Dès le départ, on rentre dans la vie du personnage principal et au bout de quelques pages parsemées de multiples proverbes et sagesses qui nous donnent envie de nous arrêter pour les écrire quelque part ou les partager avec autrui, on est happé par l’histoire un peu dramatique. L’auteure a même réussi à m’arracher quelques larmes tant la description était forte. Je ne dirai pas de quoi il s’agit même s’il est difficile de spoiler ce livre car c’est un cheminement et non une histoire à intrigues.

Moi qui suis d’habitude un peu critique des livres à “citations à tout va” genre le Petit prince, L’alchimiste, Gounelle et compagnie… j’ai été enchantée des sagesses qui ornent les pages, sans compter les multiples versets du Coran qui argumentent les vérités et les conseils donnés.
En plus d’un roman initiatique, l’auteure donne de nombreuses recommandations à faire soi-même, pour faire un état des lieux, un bilan, et même un schéma du futur soi que l’on aimerait devenir. Et le summum c’est vraiment de se dire que c’est un des seuls livres du genre où on a le plaisir de conserver les valeurs islamiques.

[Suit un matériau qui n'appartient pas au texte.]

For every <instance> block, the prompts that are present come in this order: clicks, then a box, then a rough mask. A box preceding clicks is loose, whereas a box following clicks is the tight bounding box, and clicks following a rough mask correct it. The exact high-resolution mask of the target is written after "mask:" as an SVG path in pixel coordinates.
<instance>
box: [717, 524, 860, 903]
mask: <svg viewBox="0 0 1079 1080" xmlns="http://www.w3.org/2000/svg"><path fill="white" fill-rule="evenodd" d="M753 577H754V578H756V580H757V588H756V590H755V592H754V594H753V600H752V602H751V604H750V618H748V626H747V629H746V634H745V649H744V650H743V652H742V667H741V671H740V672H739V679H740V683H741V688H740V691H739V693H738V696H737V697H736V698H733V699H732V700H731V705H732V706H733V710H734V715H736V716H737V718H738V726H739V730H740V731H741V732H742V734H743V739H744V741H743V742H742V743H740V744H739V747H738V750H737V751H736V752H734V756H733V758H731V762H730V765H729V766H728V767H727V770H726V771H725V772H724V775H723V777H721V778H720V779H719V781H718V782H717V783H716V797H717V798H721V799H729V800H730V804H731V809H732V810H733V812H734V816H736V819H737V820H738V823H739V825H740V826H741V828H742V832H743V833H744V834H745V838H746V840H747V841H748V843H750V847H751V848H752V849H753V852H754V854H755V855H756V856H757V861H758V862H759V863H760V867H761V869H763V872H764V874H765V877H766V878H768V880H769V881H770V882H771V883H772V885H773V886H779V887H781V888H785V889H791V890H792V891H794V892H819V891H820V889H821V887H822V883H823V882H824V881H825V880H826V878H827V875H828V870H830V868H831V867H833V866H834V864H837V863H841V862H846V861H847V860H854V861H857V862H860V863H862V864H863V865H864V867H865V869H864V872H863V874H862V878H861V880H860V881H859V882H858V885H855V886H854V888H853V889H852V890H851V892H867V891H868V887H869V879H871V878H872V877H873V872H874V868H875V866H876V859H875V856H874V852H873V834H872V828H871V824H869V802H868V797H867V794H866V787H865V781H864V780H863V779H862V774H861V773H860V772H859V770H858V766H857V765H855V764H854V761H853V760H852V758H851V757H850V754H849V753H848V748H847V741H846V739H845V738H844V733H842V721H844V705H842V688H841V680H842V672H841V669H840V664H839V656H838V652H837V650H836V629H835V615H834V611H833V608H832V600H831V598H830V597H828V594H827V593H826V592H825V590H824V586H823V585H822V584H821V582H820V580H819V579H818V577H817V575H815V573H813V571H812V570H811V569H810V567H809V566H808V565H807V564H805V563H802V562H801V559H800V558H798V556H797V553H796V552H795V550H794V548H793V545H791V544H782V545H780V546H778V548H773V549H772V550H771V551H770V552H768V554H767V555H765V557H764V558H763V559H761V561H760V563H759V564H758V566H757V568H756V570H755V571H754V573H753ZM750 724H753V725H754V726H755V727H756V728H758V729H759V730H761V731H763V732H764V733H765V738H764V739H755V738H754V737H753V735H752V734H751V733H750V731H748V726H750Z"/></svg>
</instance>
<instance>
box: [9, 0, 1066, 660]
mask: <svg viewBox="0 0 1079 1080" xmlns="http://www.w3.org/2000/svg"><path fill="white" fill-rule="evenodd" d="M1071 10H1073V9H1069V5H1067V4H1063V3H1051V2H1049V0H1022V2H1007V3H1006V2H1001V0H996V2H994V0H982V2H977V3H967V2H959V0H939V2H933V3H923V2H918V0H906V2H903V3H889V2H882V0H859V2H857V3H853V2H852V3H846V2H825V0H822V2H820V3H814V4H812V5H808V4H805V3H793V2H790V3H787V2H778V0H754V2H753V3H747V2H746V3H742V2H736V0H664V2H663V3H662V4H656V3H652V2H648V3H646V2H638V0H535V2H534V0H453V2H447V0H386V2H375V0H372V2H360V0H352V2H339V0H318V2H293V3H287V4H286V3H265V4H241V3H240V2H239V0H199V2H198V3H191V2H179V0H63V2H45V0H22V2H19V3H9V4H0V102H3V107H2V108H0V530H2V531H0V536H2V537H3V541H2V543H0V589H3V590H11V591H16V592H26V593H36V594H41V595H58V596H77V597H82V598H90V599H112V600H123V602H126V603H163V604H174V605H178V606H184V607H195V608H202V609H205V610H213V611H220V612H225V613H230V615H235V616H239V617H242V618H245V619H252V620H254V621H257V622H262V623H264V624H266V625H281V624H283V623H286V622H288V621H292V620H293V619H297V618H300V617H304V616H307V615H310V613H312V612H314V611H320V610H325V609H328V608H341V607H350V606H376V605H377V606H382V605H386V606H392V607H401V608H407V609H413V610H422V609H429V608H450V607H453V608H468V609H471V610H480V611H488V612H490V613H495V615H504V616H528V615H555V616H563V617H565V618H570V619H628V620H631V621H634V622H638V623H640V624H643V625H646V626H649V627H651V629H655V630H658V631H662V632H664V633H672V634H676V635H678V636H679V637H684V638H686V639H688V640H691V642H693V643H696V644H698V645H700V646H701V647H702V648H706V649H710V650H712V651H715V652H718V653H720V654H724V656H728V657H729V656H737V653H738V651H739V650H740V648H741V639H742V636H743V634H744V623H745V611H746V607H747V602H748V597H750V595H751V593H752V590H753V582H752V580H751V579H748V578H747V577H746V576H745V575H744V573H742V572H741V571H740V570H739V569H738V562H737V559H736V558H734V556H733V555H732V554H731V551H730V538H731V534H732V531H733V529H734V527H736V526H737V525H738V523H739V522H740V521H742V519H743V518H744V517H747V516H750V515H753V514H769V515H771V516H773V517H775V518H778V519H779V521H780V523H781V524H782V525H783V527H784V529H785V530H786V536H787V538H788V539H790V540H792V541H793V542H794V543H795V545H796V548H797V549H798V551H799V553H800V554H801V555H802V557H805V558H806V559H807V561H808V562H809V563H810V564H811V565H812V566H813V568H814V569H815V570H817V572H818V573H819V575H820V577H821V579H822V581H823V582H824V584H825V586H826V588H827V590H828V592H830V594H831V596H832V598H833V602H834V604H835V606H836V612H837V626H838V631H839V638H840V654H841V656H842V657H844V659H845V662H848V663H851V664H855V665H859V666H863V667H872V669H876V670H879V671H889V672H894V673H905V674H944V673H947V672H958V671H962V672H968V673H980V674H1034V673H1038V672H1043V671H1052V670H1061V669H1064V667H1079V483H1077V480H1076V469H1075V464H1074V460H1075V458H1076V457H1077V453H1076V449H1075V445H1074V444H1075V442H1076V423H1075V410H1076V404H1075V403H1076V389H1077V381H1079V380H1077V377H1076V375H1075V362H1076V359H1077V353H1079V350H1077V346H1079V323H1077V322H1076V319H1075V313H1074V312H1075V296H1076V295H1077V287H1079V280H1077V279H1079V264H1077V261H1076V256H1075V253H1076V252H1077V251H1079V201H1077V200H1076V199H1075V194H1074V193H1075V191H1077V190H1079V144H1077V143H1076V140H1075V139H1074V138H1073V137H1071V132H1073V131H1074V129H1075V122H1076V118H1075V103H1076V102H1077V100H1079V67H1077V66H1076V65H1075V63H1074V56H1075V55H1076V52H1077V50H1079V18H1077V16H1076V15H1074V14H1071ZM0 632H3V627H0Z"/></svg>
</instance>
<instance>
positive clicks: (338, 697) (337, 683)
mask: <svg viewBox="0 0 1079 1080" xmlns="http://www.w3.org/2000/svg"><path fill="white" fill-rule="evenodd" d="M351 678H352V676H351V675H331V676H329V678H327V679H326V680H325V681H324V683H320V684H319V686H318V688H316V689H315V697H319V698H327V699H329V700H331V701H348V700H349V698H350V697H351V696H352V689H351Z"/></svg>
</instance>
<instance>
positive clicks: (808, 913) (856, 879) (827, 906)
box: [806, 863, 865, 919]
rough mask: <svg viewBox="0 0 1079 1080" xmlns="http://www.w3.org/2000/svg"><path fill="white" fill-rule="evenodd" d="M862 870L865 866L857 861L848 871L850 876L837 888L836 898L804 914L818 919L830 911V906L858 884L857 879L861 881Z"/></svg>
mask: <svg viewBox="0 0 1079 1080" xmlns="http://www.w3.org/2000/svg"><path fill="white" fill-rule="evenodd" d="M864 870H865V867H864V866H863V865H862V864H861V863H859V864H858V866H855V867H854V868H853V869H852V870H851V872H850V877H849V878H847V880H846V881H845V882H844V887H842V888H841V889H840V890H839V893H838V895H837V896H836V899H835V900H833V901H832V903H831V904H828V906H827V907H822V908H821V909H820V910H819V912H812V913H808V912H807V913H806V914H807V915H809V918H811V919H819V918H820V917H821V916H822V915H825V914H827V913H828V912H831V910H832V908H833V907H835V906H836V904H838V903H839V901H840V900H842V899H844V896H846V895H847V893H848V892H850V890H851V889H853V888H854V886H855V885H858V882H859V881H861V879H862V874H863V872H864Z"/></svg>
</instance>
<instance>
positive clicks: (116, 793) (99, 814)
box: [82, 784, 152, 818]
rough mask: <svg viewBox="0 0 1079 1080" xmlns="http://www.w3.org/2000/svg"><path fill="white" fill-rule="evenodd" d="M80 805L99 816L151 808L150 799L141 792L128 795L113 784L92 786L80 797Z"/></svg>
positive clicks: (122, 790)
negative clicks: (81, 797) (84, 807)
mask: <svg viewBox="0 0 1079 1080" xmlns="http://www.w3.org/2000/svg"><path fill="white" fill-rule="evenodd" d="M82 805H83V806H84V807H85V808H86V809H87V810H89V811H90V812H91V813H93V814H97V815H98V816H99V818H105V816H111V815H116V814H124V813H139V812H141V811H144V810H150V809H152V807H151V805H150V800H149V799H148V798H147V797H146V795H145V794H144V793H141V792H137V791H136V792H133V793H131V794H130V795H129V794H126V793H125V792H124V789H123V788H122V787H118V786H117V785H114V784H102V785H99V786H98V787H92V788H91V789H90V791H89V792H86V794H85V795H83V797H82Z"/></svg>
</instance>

Donc vous me direz, que du bon là-dedans!

Mais pourquoi un bémol alors? C’est qu’au fur et à mesure de ma lecture, jai commencé à “m’essouffler”. C’était trop, mais trop de tout.
Une routine presque impossible à appliquer, un état d’esprit trop centré sur soi, et une personnalité trop éloignée de la mienne, ce qui finit par marquer une rupture et j’ai commencé à prendre de la distance.

J’ai quand même appliqué pas mal de conseils très intéressants à faire comme la roue de vie pour y voir plus clair sur nos priorités, notre frise chronologique pour examiner les points importants de notre vie ou encore la liste des 101 choses à faire avant de mourir, ect.. et c’est pour ça que je conseille cette lecture, car elle apporte son lot de recommandations très utiles à tout un chacun et je dirais même indispensables à un moment de la vie.

Je vais m’arrêter là parce que je viens de me rendre compte que j’en suis à 4 ou 5 paragraphes 😅
J’espère que j’aurai été assez précise pour celles qui attendaient mon retour.

Ça restera une lecture qui m’aura marqué et malgré les points négatifs, c’est pour moi la définition d’un grand livre.